Marked by unprecedented industrial expansion yielding vast personal fortunes, the Gilded Age—the period bounded by the close of the American Civil War and the beginning of World War I—conjures visions of material opulence and personal excess, yet it also generated one of the most fascinating chapters in American cultural and social history. Beauty’s Legacy features 65 portraits selected from the outstanding holdings of The New-York Historical Society, whose sitters—ranging from famous society beauties to powerful titans of business and industry—left lasting legacies that contributed to the cultural and economic growth of the nation. Revealed here is the highly competitive nature of the portrait market, as American portraitists—including John Singer Sargent, Eastman Johnson, and James Carroll Beckwith—found themselves in fierce rivalry for American patronage with their European counterparts, among them Carolus-Duran, Alexandre Cabanel, and Anders Zorn.

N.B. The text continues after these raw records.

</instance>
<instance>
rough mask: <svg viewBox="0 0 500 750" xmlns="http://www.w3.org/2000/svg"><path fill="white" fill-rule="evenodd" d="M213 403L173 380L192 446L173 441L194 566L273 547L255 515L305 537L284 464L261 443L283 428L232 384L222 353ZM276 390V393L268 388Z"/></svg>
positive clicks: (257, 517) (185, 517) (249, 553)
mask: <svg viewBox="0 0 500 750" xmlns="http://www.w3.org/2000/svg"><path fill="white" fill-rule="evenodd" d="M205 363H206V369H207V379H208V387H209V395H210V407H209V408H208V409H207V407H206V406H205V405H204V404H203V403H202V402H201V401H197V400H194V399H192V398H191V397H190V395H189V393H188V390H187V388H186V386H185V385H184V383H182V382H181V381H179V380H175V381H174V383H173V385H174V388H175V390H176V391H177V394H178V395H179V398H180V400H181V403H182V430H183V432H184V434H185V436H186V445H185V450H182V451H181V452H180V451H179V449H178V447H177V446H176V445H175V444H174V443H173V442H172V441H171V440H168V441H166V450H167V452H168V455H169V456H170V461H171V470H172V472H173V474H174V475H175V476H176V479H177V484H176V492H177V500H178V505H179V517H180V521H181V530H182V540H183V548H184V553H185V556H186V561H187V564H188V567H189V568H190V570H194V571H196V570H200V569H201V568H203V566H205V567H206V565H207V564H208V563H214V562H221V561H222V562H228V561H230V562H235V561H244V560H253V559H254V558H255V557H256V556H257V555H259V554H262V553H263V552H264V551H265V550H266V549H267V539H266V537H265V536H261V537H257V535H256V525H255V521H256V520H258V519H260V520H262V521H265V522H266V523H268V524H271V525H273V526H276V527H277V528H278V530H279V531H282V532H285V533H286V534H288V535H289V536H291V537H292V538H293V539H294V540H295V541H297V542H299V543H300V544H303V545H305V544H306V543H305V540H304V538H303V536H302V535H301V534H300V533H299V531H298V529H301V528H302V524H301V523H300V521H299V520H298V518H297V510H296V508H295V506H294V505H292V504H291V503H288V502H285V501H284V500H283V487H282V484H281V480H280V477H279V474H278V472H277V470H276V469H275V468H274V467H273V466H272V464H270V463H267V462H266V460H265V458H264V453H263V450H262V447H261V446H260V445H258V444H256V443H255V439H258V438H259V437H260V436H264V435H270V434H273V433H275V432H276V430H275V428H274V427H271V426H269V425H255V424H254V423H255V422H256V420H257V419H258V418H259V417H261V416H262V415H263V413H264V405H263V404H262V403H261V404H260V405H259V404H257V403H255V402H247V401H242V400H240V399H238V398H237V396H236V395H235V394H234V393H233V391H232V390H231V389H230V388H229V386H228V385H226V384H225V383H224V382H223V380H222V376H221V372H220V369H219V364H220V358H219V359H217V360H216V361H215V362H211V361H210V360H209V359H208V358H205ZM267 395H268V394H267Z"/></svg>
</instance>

Beauty’s Legacy takes its cue from a series of three important portrait loan exhibitions mounted in New York in the 1890s that were organised for charitable purposes by the cream of the city’s social elite. Author Barbara Dayer Gallati analyses the critical reception of those landmark portrait displays, the overwhelming success of which hinged on the intersecting factors of beauty, celebrity, exclusivity, and philanthropy. She focuses on the “Gallery of Beauty”—the private collection of the New York bachelor and dandy Peter Marié—that was composed of nearly 300 portrait miniatures of the era’s most desirable women, whose lives created a level of public curiosity akin to that which fuels today’s readership of Vanity Fair and Tatler. Leading fashion historian Valerie Steele contributes a stimulating essay on the often competing ideals of natural and enhanced beauty at a time when the mass marketing of cosmetics was taking hold.
Beauty’s Legacy also includes a generous array of period photographs to illuminate the complexities attached to the idea of beauty in the context of Gilded Age portraiture. Detailed artist biographies and catalogue entries for each portrait provide a wealth of new information about patterns of patronage within a social milieu that was almost obsessively concerned with identity and appearance
Barbara Dayer Gallati is curator emerita of American Art, Brooklyn Museum. She is the author of numerous books including John Singer Sargent: Painting Friends (2014) and Making American Taste: Narrative Art for a New Democracy (2011).
Valerie Steele is chief curator and director of the Museum at the Fashion Institute of Technology. She is the author of The Berg Companion to Fashion (2018), Paris Fashion: A Cultural History (2017) as well as editor in chief of the three-volume Encyclopedia of Clothing and Fashion (2004).